Afirma-se que a fraternidade é o princípio pelo qual se faz o equilíbrio de direitos de liberdade, com os de igualdade, primando pela continuidade da vida social de forma harmônica, pacífica e duradoura e promovendo, ainda, a dignidade da pessoa humana. Dessa forma, o início da jornada deve se dar na exposição sobre a aproximação entre Direito e Moral, no constitucionalismo contemporâneo. Isso porque a fraternidade nada mais é do que uma atitude relacional entre as pessoas, construída a partir de um conceito de Moral, que se consubstancia no Direito, a partir de um princípio jurídico.
Em seguida, neste mesmo capítulo, defende-se a normatividade do preâmbulo da Constituição, e, por último, faz-se uma diferenciação entre os termos fraternidade, solidariedade e tolerância.
A partir desses apontamentos, e, uma vez sedimentada a possibilidade normativa da fraternidade, são apresentados os estudos sobre a sua construção semântico-normativa (como princípio constitucional brasileiro) e sua função jurídica.
1.1 DO DIREITO E DA MORAL NO CONSTITUCIONALISMO CONTEMPORÂNEO
A Moral foi posta em segundo plano pelo Direito por muito tempo, principalmente no movimento de positivação, em que se acreditava que a Moral seria importante apenas como fonte de construção da norma jurídica. Uma vez posto o comando legal, bastava a análise da tipificação no caso concreto, não restando espaço de avaliação da moralidade do ato cometido pelo agente.

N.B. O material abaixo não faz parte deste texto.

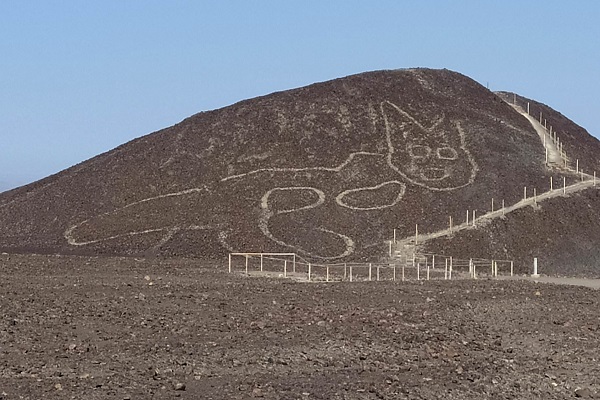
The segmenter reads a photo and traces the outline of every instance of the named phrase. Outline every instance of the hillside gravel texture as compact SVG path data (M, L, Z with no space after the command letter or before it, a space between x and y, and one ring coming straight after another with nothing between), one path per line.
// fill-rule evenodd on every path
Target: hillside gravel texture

Este descompasso se deu pela dificuldade em se conceituar o que é Moral e definir a sua aplicabilidade, cientificamente. Ao Direito Positivo, que comporta apenas o sistema de afirmação/negação próprio da ciência moderna, não haveria espaço para a Moral. Assim, a resolução do caso concreto ficava adstrita à análise normativa.
Dworkin (2002) esclarece bem este ponto ao conceituar as regras: "as regras são aplicáveis à maneira do tudo-ou-nada. Dados os fatos que uma regra estipula, então ou a regra é válida, e neste caso a resposta que ela fornece deve ser aceita, ou não é válida, e neste caso em nada contribui para a decisão" (p.39).
A tarefa do julgador, no Direito Positivo, se resume, portanto, à moldagem do caso concreto à norma ou da escolha do melhor comando normativo para a resolução da situação-problema apresentada.
Em que pese a doutrina construída pelo Direito Positivo, Dimoulis (2006) assim escreve sobre o conceito de Moral, entrelaçando-a com a própria definição de justiça:
Em torno da definição da justiça e da moral se desenvolvem intermináveis controvérsias. Mesmo assim, a maioria dos doutrinadores modernos considera que a questão da justiça se confunde com a questão da moral. A moral estabelece os comportamentos justos
, ou seja, os comportamentos adequados e aceitos em determinada sociedade. Nesse sentido, a moral impõe aos membros da sociedade determinados padrões de comportamento, seguindo o critério do justo. Por sua vez, a pessoa que é moralmente correta deve fazer o justo adotando regras de comportamento conforme o ideal da justiça social.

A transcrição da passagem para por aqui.